Debugging¶
The following are flags that make debugging much easier.
Fast dev run¶
This flag runs a “unit test” by running 1 training batch and 1 validation batch. The point is to detect any bugs in the training/validation loop without having to wait for a full epoch to crash.
(See: fast_dev_run
argument of Trainer
)
trainer = Trainer(fast_dev_run=True)
Inspect gradient norms¶
Logs (to a logger), the norm of each weight matrix.
(See: track_grad_norm
argument of Trainer
)
# the 2-norm
trainer = Trainer(track_grad_norm=2)
Log GPU usage¶
Logs (to a logger) the GPU usage for each GPU on the master machine.
(See: log_gpu_memory
argument of Trainer
)
trainer = Trainer(log_gpu_memory=True)
Make model overfit on subset of data¶
A good debugging technique is to take a tiny portion of your data (say 2 samples per class), and try to get your model to overfit.
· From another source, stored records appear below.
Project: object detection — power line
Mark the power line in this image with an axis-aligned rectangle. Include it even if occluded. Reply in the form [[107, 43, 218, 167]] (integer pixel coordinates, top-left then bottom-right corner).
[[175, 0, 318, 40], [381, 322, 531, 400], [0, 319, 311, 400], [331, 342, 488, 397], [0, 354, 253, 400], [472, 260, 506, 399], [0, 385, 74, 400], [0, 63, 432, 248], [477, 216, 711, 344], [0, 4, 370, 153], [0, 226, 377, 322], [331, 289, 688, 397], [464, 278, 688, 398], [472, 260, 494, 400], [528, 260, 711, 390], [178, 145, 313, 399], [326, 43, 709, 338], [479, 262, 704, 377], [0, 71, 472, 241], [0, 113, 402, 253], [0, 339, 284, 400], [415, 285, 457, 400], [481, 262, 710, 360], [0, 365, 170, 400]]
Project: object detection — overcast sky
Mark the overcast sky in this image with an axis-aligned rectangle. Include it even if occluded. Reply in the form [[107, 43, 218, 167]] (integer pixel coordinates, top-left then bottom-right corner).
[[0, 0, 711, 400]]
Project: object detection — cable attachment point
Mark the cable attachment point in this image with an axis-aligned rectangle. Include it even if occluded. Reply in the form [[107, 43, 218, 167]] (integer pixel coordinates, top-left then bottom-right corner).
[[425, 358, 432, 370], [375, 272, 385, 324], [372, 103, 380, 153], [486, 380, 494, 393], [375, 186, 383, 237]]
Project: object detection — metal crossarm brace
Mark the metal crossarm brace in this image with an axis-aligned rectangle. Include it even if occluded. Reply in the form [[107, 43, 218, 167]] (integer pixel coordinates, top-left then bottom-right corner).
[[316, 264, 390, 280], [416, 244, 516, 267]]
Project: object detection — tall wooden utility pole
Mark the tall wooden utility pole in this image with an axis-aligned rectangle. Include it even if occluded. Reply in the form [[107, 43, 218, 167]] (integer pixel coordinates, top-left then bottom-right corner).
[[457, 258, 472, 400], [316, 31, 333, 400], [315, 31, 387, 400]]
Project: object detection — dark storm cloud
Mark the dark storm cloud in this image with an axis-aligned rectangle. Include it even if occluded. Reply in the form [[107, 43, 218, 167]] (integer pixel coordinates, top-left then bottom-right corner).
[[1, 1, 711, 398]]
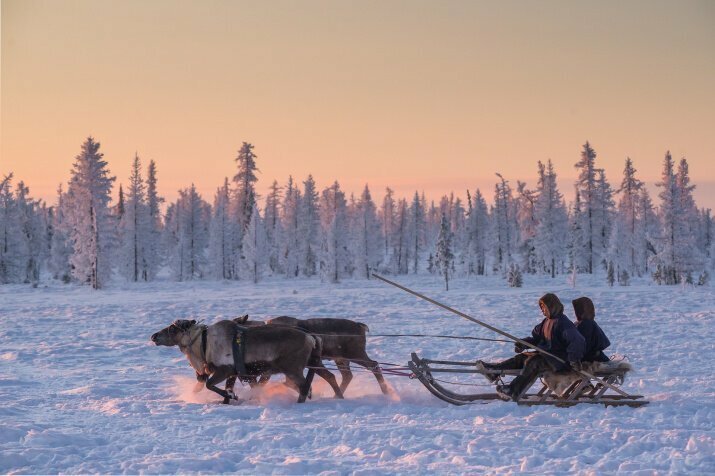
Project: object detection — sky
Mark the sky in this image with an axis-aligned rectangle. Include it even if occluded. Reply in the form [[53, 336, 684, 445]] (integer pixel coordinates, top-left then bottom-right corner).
[[0, 0, 715, 208]]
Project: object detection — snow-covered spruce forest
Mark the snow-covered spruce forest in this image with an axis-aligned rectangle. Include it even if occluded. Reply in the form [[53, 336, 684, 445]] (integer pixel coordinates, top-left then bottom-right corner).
[[0, 137, 715, 288]]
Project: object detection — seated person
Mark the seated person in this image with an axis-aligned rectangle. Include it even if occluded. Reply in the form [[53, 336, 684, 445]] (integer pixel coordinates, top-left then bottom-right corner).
[[475, 293, 585, 401], [572, 297, 611, 362]]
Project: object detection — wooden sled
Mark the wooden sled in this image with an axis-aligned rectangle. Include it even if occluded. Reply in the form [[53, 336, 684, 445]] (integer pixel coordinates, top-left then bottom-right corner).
[[407, 352, 648, 407]]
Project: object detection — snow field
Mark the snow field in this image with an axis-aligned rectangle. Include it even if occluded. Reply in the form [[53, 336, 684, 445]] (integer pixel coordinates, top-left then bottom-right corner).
[[0, 276, 715, 474]]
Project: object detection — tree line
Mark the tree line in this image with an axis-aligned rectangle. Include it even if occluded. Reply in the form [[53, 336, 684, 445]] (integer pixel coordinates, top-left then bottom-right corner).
[[0, 137, 715, 288]]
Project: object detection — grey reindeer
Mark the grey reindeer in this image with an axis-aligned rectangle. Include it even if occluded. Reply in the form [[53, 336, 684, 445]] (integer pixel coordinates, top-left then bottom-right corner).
[[151, 319, 342, 403], [266, 316, 390, 394]]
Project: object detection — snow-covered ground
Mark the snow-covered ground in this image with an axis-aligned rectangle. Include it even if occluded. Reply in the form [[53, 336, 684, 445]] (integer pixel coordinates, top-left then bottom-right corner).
[[0, 276, 715, 474]]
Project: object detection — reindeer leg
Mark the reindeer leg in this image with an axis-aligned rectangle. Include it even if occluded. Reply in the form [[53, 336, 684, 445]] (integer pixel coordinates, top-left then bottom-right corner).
[[352, 354, 390, 395], [193, 372, 209, 393], [298, 369, 315, 403], [308, 358, 344, 398], [206, 365, 236, 404], [285, 370, 315, 403], [225, 375, 238, 400], [335, 359, 353, 393]]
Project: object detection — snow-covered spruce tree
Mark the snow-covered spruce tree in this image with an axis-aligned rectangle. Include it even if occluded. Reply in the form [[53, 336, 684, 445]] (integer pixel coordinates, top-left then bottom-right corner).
[[534, 159, 569, 278], [434, 213, 454, 291], [142, 160, 164, 281], [492, 174, 518, 276], [263, 180, 283, 275], [425, 200, 442, 255], [379, 187, 396, 272], [118, 155, 151, 282], [506, 263, 524, 288], [606, 261, 616, 287], [298, 175, 320, 276], [280, 177, 302, 278], [241, 203, 269, 283], [698, 208, 715, 269], [568, 188, 588, 277], [592, 169, 614, 269], [165, 184, 211, 281], [449, 194, 467, 274], [320, 181, 349, 283], [676, 158, 705, 274], [0, 174, 25, 284], [654, 152, 703, 284], [113, 183, 126, 225], [409, 192, 426, 274], [467, 189, 489, 275], [232, 142, 258, 279], [351, 185, 383, 278], [390, 198, 410, 274], [65, 137, 116, 289], [15, 182, 48, 285], [514, 181, 538, 274], [608, 158, 646, 279], [575, 142, 598, 273], [209, 177, 235, 279], [636, 187, 660, 274], [49, 184, 72, 283]]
If it can’t, it’s a sign it won’t work with large datasets.
(See: overfit_pct
argument of Trainer
)
trainer = Trainer(overfit_pct=0.01)
Print the parameter count by layer¶
Whenever the .fit() function gets called, the Trainer will print the weights summary for the lightningModule. To disable this behavior, turn off this flag:
(See: weights_summary
argument of Trainer
)
trainer = Trainer(weights_summary=None)
Set the number of validation sanity steps¶
Lightning runs a few steps of validation in the beginning of training. This avoids crashing in the validation loop sometime deep into a lengthy training loop.
(See: num_sanity_val_steps
argument of Trainer
)
# DEFAULT
trainer = Trainer(num_sanity_val_steps=5)